Sebastian Vettel conceded he had made a mistake and produced a "really poor start" as he failed to convert pole position into a victory at the Japanese Grand Prix.
Ferrari had secured a shock front-row lockout in qualifying, which finished just three hours before the race started on Sunday after Typhoon Hagibis wreaked havoc with the weekend schedule.
But Vettel, who was on pole for the first time in 10 races, appeared to move early before stopping himself to avoid a jump-start penalty.
He could only watch on as eventual race winner Valtteri Bottas surged into the lead from third on the grid and ended the race more concerned with holding off Lewis Hamilton to finish in second place.
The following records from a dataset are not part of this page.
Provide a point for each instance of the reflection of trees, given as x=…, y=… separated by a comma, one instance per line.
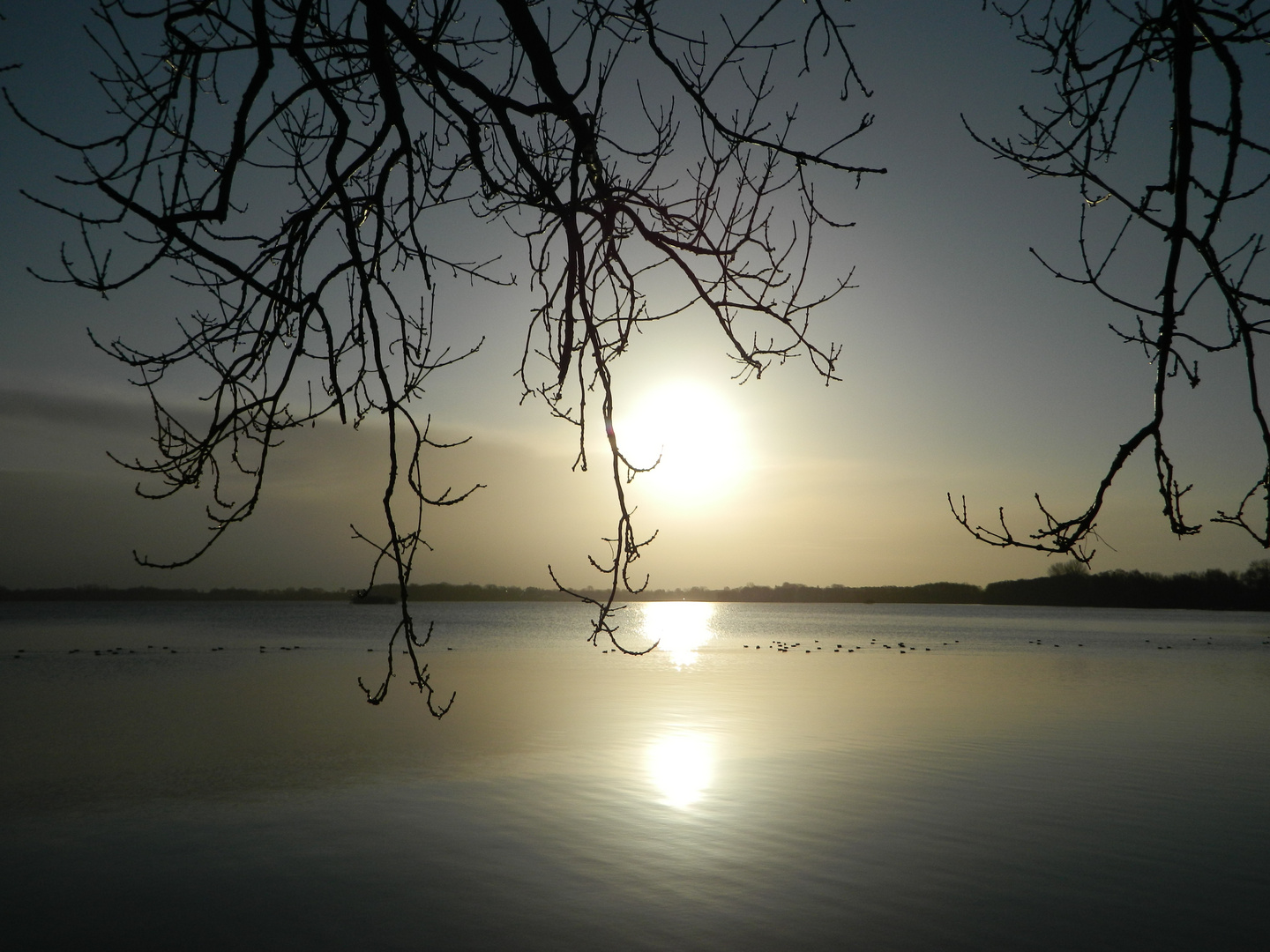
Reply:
x=1195, y=197
x=300, y=161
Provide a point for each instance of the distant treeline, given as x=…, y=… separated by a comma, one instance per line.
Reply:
x=1212, y=589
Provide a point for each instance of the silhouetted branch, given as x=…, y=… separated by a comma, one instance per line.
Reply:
x=1102, y=58
x=295, y=160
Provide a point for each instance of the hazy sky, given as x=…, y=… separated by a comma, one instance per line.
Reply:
x=967, y=369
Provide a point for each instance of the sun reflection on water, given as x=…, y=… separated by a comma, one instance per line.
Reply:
x=681, y=628
x=681, y=766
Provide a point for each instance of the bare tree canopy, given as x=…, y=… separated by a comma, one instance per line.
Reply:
x=1191, y=77
x=297, y=161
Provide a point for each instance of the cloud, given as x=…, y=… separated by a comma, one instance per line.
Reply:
x=74, y=410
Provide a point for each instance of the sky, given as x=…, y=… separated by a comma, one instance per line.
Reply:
x=967, y=369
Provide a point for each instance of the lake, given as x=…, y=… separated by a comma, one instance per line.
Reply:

"The lights were on a long time, but it was my mistake so I lost the momentum there," Vettel said.
"It ended up worse than just having a poor start, it was a really poor start.
"Then it was difficult because Mercedes were quite quick in the race, especially at the back of the stint they had more pace than us.
"They could play a lot more tactics [after my poor start] because they had one car out ahead in the lead and we weren't a threat to him.
"Valtteri was flying at the end of the first stint, then Lewis tried to do one stop and I guess it didn't work. I knew that he would come up behind in the end.
"I just paced myself around all the bits of the track where I could and just tried to get good exits at the points where he was a threat. That worked but obviously it was a tough afternoon to maintain second."
While taking the blame for his slow start, Vettel was not convinced Ferrari would have had the race pace to win in any case.
"With the lack of pace, second is probably the maximum but for sure I'm still not happy with the start," said the German, whose team-mate Charles Leclerc suffered a first-lap clash with Max Verstappen.
"After that it was fine overall and it has been a positive day. With everything packed into one day, to get pole and second is reasonable. It is a shame about what happened to Charles as we could have challenged a bit more."
Leclerc finished in sixth place and the results meant Mercedes claimed a sixth consecutive constructors' championship with four races to spare.